The expected surge in agentic AI usage, meanwhile, will only exacerbate existing risks around identity sprawl, according to experts. Many predictions suggest there will be 50 or more autonomous agents for every human identity in the near future, which will have “the same credentials of human identities,” said Carignan, senior vice president of security and AI strategy at Cambridge, U.K.-based Darktrace.
Thus, “if you have a compromised human identity that’s now running 50 autonomous agents, you have kind of permissive accesses and capabilities across an organization,” she said. “That’s quite terrifying.”
Identity will therefore still be a critical area of focus because so much is tied to the identity control plane, according to Carignan.
This means that tracking the behavior of agents will be essential, experts said.
“Agents in and of themselves are identities. And what they can do—or what they should be able to do—needs to be tracked, reviewed, attested to,” Optiv’s Gregory said. “There should be an approval process. So it should have your traditional life-cycle management. It should have your traditional IAM [identity and access management] practices.”

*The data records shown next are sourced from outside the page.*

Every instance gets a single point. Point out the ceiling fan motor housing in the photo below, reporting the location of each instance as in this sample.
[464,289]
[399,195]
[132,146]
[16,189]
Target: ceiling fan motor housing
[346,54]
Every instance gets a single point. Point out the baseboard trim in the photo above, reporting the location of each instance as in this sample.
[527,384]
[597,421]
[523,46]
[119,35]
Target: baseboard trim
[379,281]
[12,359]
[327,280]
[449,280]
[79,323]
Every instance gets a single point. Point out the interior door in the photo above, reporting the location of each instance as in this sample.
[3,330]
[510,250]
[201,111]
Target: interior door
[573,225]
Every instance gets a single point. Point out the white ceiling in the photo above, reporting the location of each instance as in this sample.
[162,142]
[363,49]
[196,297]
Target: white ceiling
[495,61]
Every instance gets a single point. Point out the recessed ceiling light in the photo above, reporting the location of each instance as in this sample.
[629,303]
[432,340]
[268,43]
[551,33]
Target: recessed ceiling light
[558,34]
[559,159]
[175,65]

Organizations should also follow the principles of least privilege for the identities associated with their AI agents, Gregory told CRN.
Blueprint For Securing Agentic
Identity security vendor Okta recently disclosed what it’s calling the “new blueprint for the secure agentic enterprise,” with the unveiling of a new framework for addressing the most critical questions amid the adoption of agentic AI.
The framework addresses the questions of, “What agents do I have? Do I know what agents are actually running inside my company?” said David Bradbury, chief security officer at San Francisco-based Okta.
The next question addressed by the framework is, “Once I know that I have agents, what actually do they have access to?” Bradbury told CRN. “And then lastly, what can they actually do with that access? Those are the three big questions that we solve as a company.”
Ultimately, “if you’re not securing identity, you’re not securing AI,” he said.
Extending Identity Practices To Agents
The bottom line is that with all of the existing fundamentals around securing human identities, “we have to continue to do them around agents,” Optiv’s Gregory said. “The same tool you’re using around IAM should be able to handle agentic AI life-cycle management.”
If that’s not the case, Gregory said that organizations should reconsider whether the identity platform they’re using will enable them to combat growing AI risks.
Because the reality is that “those AI risks of today are only going to become larger risks,” he said.